Поскольку Д'Анджело описывал живаговскую историю неоднократно, можно проследить развитие его толкований от публикации к публикации. В раннем варианте (1961) он писал:
«Я был поражен, прочитав в письме указание, чтобы мне была выдана „половина или больше“ дохода от издания „Доктора Живаго“. Я предположил, что это шутка и сказал, что согласился бы на это, если бы мы с ним вместе написали роман, и попросил вычеркнуть это место, чтобы Фельтринелли не подумал, что я выпросил эти деньги. Но Пастернак был непреклонен.
«Ни вы, ни Ольга не заставите меня переменить свое решение», – сказал он. Тогда я написал большими буквами «Нет» против этого, неприемлемого для меня места. «Глупый вы человек, – сказал Пастернак, – но вы продолжаете мне нравиться»» (Д'Анджело, 1).
Но, как видим, Пастернак и не предлагал ему ни половину своего дохода, ни тем более сумму вдвое большую. Он просил Фельтринелли из суммы, которую тот сочтет нужной сохранить для него на будущее, удержать «значительную часть» в пользу Д'Анджело, «такую, какую вы сочтете нужной», и удвоить именно ее, а не пастернаковский гонорар.
Как бы то ни было, для Д'Анджело единственной возможностью получить свою долю становилось движение денег на пастернаковском счету. И он предложил писателю доставлять ему деньги наличными – контрабандно, естественно. Евгений Борисович, описывая отцовское финансовое положение в конце 1957-го, отмечает, что издание романа в Италии начало сказываться на московских публикациях. Хотя Пастернак получил аванс за сборник стихов и за перевод шиллеровской «Марии Стюарт», переиздания «Фауста», несмотря на обещания, не последовало, и «Новый мир» отказал в публикации новых стихов и автобиографического очерка «Люди и положения».
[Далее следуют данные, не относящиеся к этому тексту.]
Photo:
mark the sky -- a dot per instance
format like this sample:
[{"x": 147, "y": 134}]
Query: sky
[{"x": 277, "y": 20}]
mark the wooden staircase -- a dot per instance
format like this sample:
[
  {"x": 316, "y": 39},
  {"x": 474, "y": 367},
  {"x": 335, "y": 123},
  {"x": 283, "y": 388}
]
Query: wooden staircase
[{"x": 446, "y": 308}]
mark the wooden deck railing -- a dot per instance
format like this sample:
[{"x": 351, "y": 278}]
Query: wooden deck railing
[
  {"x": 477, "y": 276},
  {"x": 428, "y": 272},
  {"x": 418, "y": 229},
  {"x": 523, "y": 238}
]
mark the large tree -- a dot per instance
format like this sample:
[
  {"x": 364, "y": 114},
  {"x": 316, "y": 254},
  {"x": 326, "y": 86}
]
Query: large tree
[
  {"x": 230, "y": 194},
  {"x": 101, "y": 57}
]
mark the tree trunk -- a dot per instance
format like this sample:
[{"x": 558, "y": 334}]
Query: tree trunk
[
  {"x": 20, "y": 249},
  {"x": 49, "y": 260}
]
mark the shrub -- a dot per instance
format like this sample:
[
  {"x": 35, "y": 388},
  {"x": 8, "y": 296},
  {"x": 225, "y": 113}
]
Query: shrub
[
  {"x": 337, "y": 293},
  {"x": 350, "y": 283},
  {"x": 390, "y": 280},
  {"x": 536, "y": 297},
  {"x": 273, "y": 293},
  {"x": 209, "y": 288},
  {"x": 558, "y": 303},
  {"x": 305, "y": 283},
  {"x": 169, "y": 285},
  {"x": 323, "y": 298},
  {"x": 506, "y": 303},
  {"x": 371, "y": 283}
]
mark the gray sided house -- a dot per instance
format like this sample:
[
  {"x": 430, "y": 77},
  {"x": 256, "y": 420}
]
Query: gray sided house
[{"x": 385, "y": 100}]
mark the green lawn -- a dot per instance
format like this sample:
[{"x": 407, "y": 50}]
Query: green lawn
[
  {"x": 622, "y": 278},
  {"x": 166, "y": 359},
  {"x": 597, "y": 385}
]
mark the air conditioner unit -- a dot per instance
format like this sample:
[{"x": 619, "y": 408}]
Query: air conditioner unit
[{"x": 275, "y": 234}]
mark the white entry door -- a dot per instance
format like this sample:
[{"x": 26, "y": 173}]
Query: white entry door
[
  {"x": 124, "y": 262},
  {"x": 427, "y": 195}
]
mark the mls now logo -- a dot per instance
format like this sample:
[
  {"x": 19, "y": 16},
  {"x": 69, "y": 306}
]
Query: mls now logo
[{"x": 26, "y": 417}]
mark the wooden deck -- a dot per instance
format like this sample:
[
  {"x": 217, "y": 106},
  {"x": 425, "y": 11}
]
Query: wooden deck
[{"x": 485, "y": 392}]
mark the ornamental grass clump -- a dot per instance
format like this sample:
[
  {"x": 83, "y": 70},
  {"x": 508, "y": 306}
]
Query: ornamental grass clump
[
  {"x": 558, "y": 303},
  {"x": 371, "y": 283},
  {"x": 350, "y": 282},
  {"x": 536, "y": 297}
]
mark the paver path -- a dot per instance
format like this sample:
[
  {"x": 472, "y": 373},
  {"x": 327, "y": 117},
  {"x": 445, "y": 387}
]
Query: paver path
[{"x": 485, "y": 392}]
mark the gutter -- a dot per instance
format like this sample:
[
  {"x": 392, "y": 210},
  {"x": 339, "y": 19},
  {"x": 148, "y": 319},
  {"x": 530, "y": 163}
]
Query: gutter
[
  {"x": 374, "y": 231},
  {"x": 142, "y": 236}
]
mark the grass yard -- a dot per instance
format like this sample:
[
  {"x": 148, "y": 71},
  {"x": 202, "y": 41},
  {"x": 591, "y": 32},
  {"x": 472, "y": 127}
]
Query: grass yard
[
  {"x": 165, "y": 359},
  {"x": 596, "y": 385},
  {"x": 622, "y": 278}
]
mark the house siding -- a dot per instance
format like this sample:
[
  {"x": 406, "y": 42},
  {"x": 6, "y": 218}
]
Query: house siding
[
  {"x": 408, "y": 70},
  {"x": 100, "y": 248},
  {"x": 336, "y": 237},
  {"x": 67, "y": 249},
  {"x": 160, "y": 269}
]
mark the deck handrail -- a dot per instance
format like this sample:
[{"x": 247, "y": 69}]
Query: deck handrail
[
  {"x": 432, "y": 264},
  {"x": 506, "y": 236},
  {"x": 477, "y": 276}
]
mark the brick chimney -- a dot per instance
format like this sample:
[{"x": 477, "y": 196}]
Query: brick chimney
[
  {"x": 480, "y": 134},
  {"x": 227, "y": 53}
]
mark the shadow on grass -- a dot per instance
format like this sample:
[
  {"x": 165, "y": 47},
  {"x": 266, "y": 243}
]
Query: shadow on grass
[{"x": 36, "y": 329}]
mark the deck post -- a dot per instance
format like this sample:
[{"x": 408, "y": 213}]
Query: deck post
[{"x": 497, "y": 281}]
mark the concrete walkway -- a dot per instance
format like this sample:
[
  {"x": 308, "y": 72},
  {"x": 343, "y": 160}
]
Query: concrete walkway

«В таком положении нельзя было просто отмахнуться от предложений Д'Анджело» (Континент, № 107, с. 308).
За какие же благодеяния хотел Пастернак отблагодарить итальянского посредника? Что реально тот сделал для книги, кроме передачи рукописи издателю? Д'Анджело, размышляет Евгений Борисович, осуществлял почтовую связь с Фельтринелли, и несомненно его спокойная уверенность, что Фельтринелли не остановит издания и не послушается телеграммы с требованием возвращения рукописи, психологически поддержала Пастернака в нужный момент. И, наконец, самое важное:
«Но вероятнее, – пишет Евгений Пастернак, – что здесь имелась в виду помощь и поддержка Ольге Всеволодовне Ивинской, которая, страшась непреклонности противостояния Пастернака, склоняла его к компромиссам. И именно здесь мы скорее всего найдем причину благожелательного отношения Пастернака к Д'Анджело. К тому же (...) вернувшись к предыдущему письму, надо вспомнить о предложенной Д'Анджело помощи в нелегальной пересылке денег, нужда в которых начинала ощущаться все острее» (Континент, № 107, с. 309).
Надо поддержать и усилить предположение Евгения Борисовича: похоже, что именно Ивинская была мотором начинавшейся денежной истории. Привозя деньги в Москву, Д'Анджело убивал бы сразу трех зайцев: поправлял бы финансовое положение Пастернака, давал бы возможность Ольге Всеволодовне насладиться компенсацией за все пережитые лишения и волнения, и самое, скорее всего, главное – получал бы свою долю за помощь Ивинской.
Трудно представить себе, что Д'Анджело все это время становился на сторону Ольги Всеволодовны просто так, за красивые глаза. Документов об этом, разумеется, быть не может, и нам остаются только предположения: правдоподобно ли, что Ивинская обещала ему не остаться в долгу, если дело выгорит? Написал ли Пастернак эти слова об удвоении вознаграждения под нажимом опытной искательницы приключений? Разве было в биографии Ивинской что-то, противящееся такой версии?